Eat breakfast, Bridget.
Eat.
This is her life every morning. No, every meal, every bite chewed to a monotone mantra, mental cheerleading needed to accomplish a task that would be no big deal to a normal girl.
She picks up her lipstick and drags a finger through the thin layer of dust on her dashboard. Bridget wants to feel proud that she’s been doing much better. Eating more. But the victories feel bad, if not worse, than her failures.
A girl Bridget knows taps hello on the glass. Bridget lifts her head and manages to smile. It’s a fake one, but her friend doesn’t notice. No one does.
It’s scary how fast things got messed up. Bridget thinks about this a lot. The timeline of her life had been linear and sharp and direct for most of her seventeen years. Until something went jagged.
She could trace it back to, of all things, a bikini.
Every summer of Bridget’s life began and ended the same way — with a trip to the Crestmont Outlet Mall.
It was the halfway point between Mount Washington and the beach cottage where the Honeycutt family spent the entire summer. The family stopped at the Crestmont outlets to eat lunch, fill the gas tank for the second leg of the drive, and shop for clothes. In June, Bridget and Lisa stocked up on summer things. And then, on their way back to Mount
Washington in August, they’d search for back-to-school deals on cardigans and wool skirts.
With summer vacation beginning, Bridget’s shopping bags were full of new tank tops, shorts, a jean skirt, and two sets of flip-flops. The only thing missing was a new bathing suit.
The bikini she’d worn last year had sprung an underwire, and the tankini from the year before was too small for her chest, so she’d given it to Lisa. Snipping the tags off a brand-new bikini was akin to the ribbon cutting of a store or breaking ground on a building site. The Grand Opening of Summer.
Bridget was determined to find one. She flew in and out of stores.
“We should get going, Bridge, if we want to make it before dinner,” her mother said with a sigh from a few steps behind. She wiped some perspiration from her top lip with a napkin from the food court. “Your father and Lisa are already back at the car, probably dying of heat. You can get a suit on the boardwalk tomorrow.”

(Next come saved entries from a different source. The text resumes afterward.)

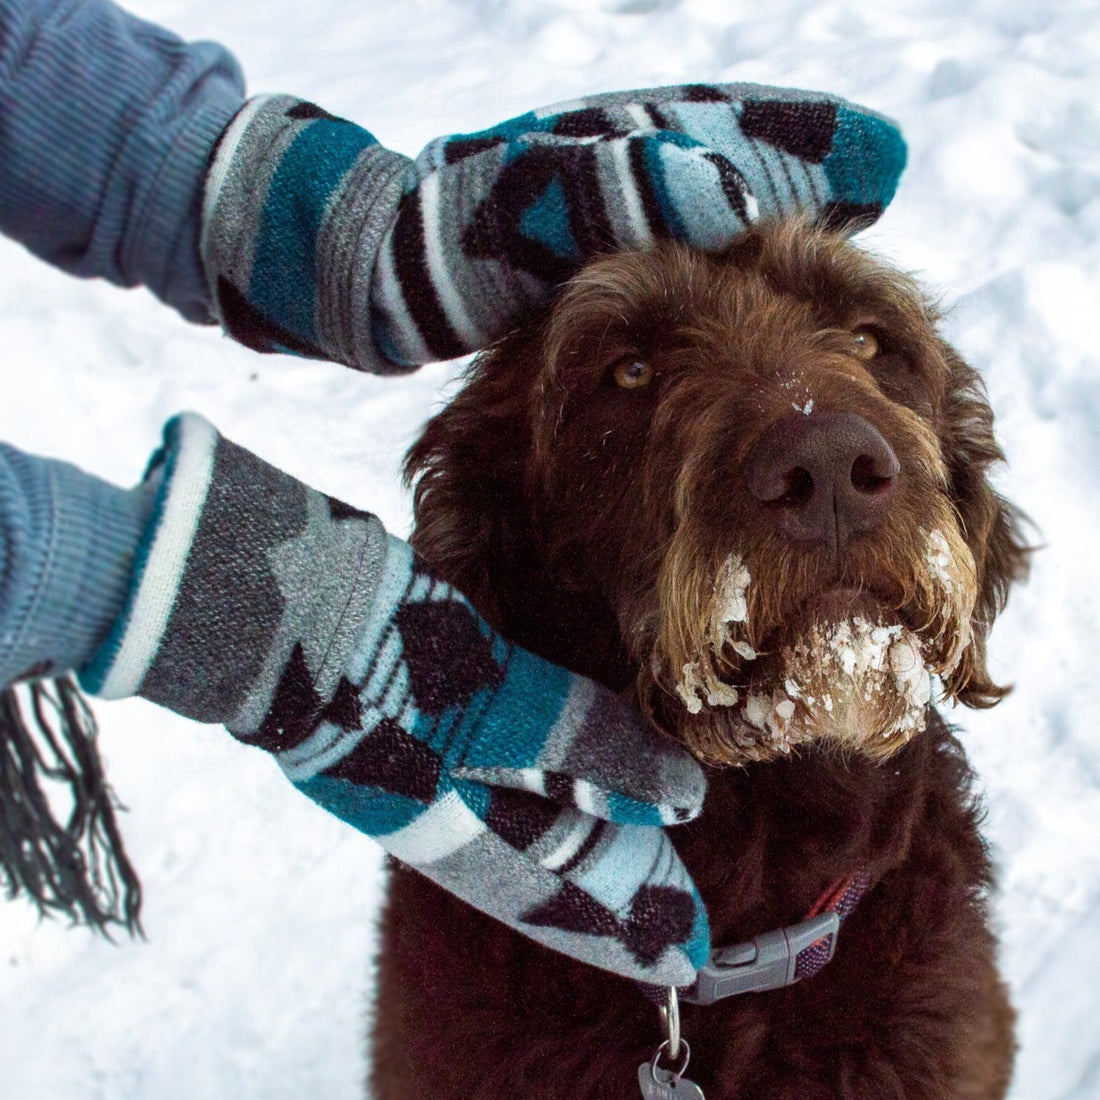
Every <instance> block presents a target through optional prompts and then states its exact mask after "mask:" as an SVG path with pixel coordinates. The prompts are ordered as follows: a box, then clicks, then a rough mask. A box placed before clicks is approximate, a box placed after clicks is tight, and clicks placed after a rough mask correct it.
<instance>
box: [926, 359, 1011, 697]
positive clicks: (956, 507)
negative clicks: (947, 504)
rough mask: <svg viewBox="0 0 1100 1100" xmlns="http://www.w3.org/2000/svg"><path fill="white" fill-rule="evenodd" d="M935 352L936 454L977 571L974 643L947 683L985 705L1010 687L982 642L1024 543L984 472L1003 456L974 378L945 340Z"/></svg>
mask: <svg viewBox="0 0 1100 1100" xmlns="http://www.w3.org/2000/svg"><path fill="white" fill-rule="evenodd" d="M942 351H943V354H944V359H945V361H946V363H947V368H948V383H947V394H948V398H947V404H946V407H945V409H944V431H943V440H944V454H945V459H946V462H947V467H948V473H949V476H950V482H952V485H950V491H952V496H953V499H954V503H955V506H956V508H957V509H958V514H959V517H960V518H961V521H963V528H964V535H965V537H966V541H967V544H968V546H969V548H970V552H971V553H972V554H974V560H975V565H976V568H977V581H978V598H977V601H976V603H975V609H974V618H972V628H974V641H972V643H971V646H970V647H969V649H968V650H967V652H966V653H965V654H964V658H963V661H961V662H960V665H959V668H958V669H957V670H956V672H955V673H954V675H953V676H952V678H950V680H952V682H950V683H949V685H948V686H953V687H955V686H957V697H958V698H959V701H960V702H963V703H966V704H967V705H968V706H975V707H988V706H992V705H993V704H994V703H997V702H999V701H1000V700H1001V698H1002V697H1003V696H1004V695H1005V694H1007V693H1008V692H1009V691H1010V690H1011V689H1010V687H1005V686H1000V685H998V684H996V683H993V681H992V680H991V679H990V675H989V671H988V669H987V665H986V639H987V635H988V634H989V629H990V627H991V626H992V624H993V620H994V619H996V618H997V616H998V615H999V614H1000V612H1001V610H1002V609H1003V608H1004V603H1005V601H1007V599H1008V595H1009V588H1010V587H1011V585H1012V584H1013V582H1015V581H1021V580H1023V579H1024V577H1025V576H1026V574H1027V566H1029V559H1030V554H1031V550H1032V548H1031V547H1030V546H1029V544H1027V542H1026V541H1025V539H1024V537H1023V530H1022V528H1023V525H1024V522H1025V517H1024V516H1023V514H1022V513H1021V511H1020V510H1019V509H1018V508H1015V507H1014V506H1013V505H1011V504H1010V503H1009V502H1008V500H1005V499H1004V497H1002V496H1001V495H1000V494H999V493H998V492H997V491H996V489H994V488H993V486H992V485H991V484H990V481H989V471H990V467H991V466H993V465H994V464H996V463H998V462H1002V461H1004V454H1003V452H1002V451H1001V448H1000V447H999V445H998V443H997V440H996V439H994V437H993V414H992V411H991V409H990V407H989V401H988V398H987V395H986V387H985V384H983V383H982V381H981V377H980V375H979V374H978V373H977V372H976V371H975V370H972V368H971V367H970V366H968V365H967V364H966V363H965V362H964V361H963V359H961V356H959V354H958V353H957V352H956V351H955V350H954V349H953V348H950V346H949V345H947V344H943V345H942Z"/></svg>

Bridget knew better. The boardwalk shops only stocked two kinds of bathing suits: fluorescent triangles that belonged in Playboy or frumpy flowered one-pieces for grandmas.
It was now or never.
The Crestmont Outlet Mall had opened a few new stores since she’d last been there, and Bridget came to a stop in front of one she recognized. It was a surf shop, complete with long-boards that doubled as the cash stand, beaded curtains on the dressing room doors, and twangy songs vibrating through the glass window. The same store was in the mall back home, only the clothes there were full price.
As soon as she walked in, she spotted a sherbet-y orange gingham bikini with a white eyelet lace ruffle. It was the last one, it was her size, and it was marked an additional 50 percent off. She ran into the dressing room while Mrs. Honeycutt reminded her daughter to leave her underwear on, lest she catch an STD.